Early studies investigating the impact of the allocation policy revision using the UNOS database have all demonstrated a decrease in time spent on the waitlist and an increase in recipient graft ischemic times due to the broader geographic distribution policy adopted (3,4,61). Additionally, some studies have also found a decrease in waitlist mortality, likely attributable to the decrease in time spent on the waitlist. When looking at post-transplant outcomes following the policy revision, however, results have been inconsistent, with some studies demonstrating increased post-transplant mortality, attributed to increased transplantation of more hemodynamically unstable patients (3,4,62), and other studies finding no difference in post-transplant mortality (61,63). Although these studies used the UNOS database, the disparate findings may be attributed to differences in study population, time periods, and follow-up time included in the investigations. Additional studies with greater follow-up time and a larger study population should be performed to draw more definitive conclusions on the impact of the policy revision on post-transplant survival.

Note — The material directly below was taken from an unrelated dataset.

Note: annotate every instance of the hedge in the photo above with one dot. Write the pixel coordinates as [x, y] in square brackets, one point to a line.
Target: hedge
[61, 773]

Under the new allocation system, patients with temporary MCS devices are assigned a higher priority status than those with durable MCS devices. Unsurprisingly, reports on transplant practices following the 2018 policy change have found an increase in patients bridged directly from temporary MCS devices and a decrease in patients bridged from an LVAD (3,64). A single-center analysis by Liu et al. (65) found that patients were significantly more likely to be bridged from IABP and significantly less likely to be bridged from a durable LVAD after the policy change. Additional single-center studies have found increases in the number of patients bridged to heart transplantation from axillary IABP (66) and Impella 5.0 (67). A national analysis using the UNOS registry conducted by Jawitz et al. (61) found similar results, with the percentage of patients bridged to transplantation with a temporary MCS device increased from 13.5% to 44.5%, while the percentage of patients bridged to transplantation from a durable LVAD decreased from 41.8% to 21.2%, despite an increase in LVAD implantations from 2,994 in 2018 to 3,198 in 2019 (61,68). Other national retrospective reviews using the UNOS database found similar results, with the increase in temporary MCS BTT rates mostly due to more frequent bridging from ECMO and a >3× increase in bridging from IABP (60,64,65,69,70).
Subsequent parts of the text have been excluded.